La curva del costo totale presenta poi un punto di
flesso B oltre il quale aumentano più rapidamente
della produzione perché gli impianti sono in via
di saturazione e l’imprenditore dovrà ricorrere a
mezzi di produzione via via meno efficienti
nonché dovrà utilizzare fattori di costo variabile (come il lavoro straordinario degli
operai) sempre più costosi.
La curva del ricavo totale è invece una semiretta che esce dall’origine degli assi:
l’equazione del ricavo totale è infatti R = p Q. La sua derivata prima è il ricavo
marginale, che è una costante, cioè il prezzo. Essendo dato il prezzo, l’imprenditore per
ogni unità di prodotto venduta incassa sempre la stessa cifra: si dice perciò anche che in
media, nonché per ogni unità addizionale prodotta e venduta, il ricavo è pari al prezzo.

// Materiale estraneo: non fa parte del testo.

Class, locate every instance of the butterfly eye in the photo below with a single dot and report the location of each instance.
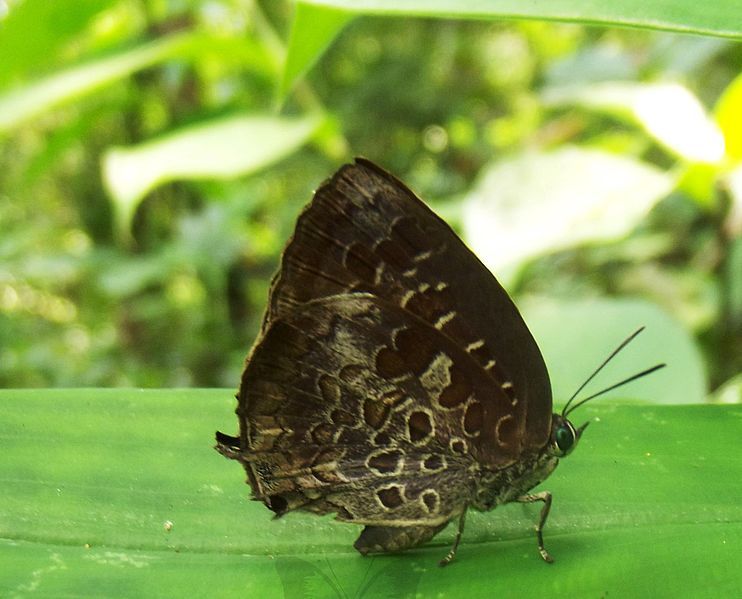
(565, 438)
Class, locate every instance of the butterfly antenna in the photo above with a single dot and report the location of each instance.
(623, 344)
(616, 386)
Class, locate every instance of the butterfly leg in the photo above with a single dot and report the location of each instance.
(452, 553)
(544, 496)
(382, 539)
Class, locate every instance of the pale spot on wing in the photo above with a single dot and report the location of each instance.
(445, 319)
(437, 376)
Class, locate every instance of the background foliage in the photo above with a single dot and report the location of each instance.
(154, 155)
(148, 183)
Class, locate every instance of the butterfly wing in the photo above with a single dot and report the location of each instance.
(365, 231)
(351, 404)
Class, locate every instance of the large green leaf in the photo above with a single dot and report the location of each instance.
(118, 493)
(688, 16)
(220, 148)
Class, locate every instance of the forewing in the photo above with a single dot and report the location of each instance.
(365, 231)
(350, 404)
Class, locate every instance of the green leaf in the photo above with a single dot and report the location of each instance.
(535, 203)
(221, 148)
(111, 492)
(729, 116)
(317, 22)
(312, 31)
(34, 32)
(668, 112)
(596, 326)
(25, 102)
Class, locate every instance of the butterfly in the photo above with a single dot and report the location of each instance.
(393, 382)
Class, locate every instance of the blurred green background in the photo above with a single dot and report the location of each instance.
(154, 155)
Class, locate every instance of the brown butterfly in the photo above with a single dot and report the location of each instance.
(394, 382)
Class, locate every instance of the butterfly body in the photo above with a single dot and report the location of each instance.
(394, 382)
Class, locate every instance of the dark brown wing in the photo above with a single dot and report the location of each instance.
(366, 231)
(351, 404)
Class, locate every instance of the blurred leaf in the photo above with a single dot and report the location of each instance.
(119, 493)
(28, 101)
(576, 336)
(667, 111)
(728, 114)
(312, 32)
(34, 31)
(538, 203)
(221, 148)
(687, 16)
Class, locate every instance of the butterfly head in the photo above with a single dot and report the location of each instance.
(564, 436)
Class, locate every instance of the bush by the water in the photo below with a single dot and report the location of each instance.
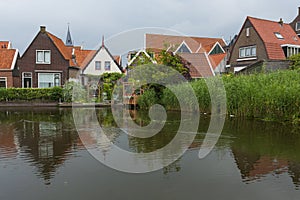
(273, 96)
(31, 94)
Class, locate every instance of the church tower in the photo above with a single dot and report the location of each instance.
(69, 41)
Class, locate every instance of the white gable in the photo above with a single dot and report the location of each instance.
(103, 56)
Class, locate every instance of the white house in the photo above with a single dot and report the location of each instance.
(101, 62)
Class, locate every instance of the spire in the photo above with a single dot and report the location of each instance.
(102, 40)
(69, 39)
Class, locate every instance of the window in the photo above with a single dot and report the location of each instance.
(3, 82)
(216, 50)
(97, 65)
(26, 80)
(247, 52)
(297, 26)
(183, 49)
(247, 32)
(107, 66)
(43, 57)
(290, 50)
(279, 36)
(47, 80)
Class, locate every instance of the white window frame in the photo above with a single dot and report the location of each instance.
(297, 28)
(23, 78)
(44, 58)
(97, 61)
(109, 66)
(5, 78)
(248, 51)
(39, 86)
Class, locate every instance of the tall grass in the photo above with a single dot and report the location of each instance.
(273, 96)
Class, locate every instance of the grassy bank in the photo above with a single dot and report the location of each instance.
(274, 96)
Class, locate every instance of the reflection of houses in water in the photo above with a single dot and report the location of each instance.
(8, 142)
(294, 171)
(254, 167)
(45, 144)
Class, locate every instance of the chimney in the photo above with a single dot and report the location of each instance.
(281, 22)
(43, 29)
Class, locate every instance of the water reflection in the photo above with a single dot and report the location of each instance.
(46, 139)
(265, 148)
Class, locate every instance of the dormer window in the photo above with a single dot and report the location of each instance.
(247, 32)
(279, 36)
(43, 57)
(297, 28)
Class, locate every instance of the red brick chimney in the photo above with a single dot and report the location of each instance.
(43, 29)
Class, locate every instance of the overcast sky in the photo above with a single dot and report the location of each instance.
(90, 19)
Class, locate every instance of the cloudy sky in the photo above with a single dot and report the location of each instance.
(90, 19)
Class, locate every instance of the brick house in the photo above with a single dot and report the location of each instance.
(295, 24)
(8, 64)
(48, 62)
(99, 62)
(263, 43)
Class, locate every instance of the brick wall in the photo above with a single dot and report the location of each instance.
(244, 41)
(8, 76)
(27, 63)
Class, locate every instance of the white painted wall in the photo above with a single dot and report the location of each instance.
(102, 56)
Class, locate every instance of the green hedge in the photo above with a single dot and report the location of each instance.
(273, 96)
(30, 94)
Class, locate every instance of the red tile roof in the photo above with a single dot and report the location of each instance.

Prezzo ovvero ricavo medio e ricavo marginale insomma in concorrenza perfetta
coincidono (qualunque sia il volume di produzione che l’imprenditore immette sul
mercato, il prezzo unitario del prodotto non cambia).
La quantità prodotta che genera il massimo profitto all’imprenditore è quella che
corrisponde all’uguaglianza tra la pendenza della curva del ricavo totale (ricavo
marginale) e la pendenza della curva di costo
totale (cioè costo marginale di produzione).
L’imprenditore massimizza dunque il profitto
quanto sceglie di produrre la quantità in
corrispondenza della quale ricavo marginale e
costo marginale sono uguali.
Se l’uguaglianza tra ricavo marginale (prezzo) e
costo marginale si avesse quando il costo
marginale
decresce
l’imprenditore
massimizzerebbe la perdita, non il profitto.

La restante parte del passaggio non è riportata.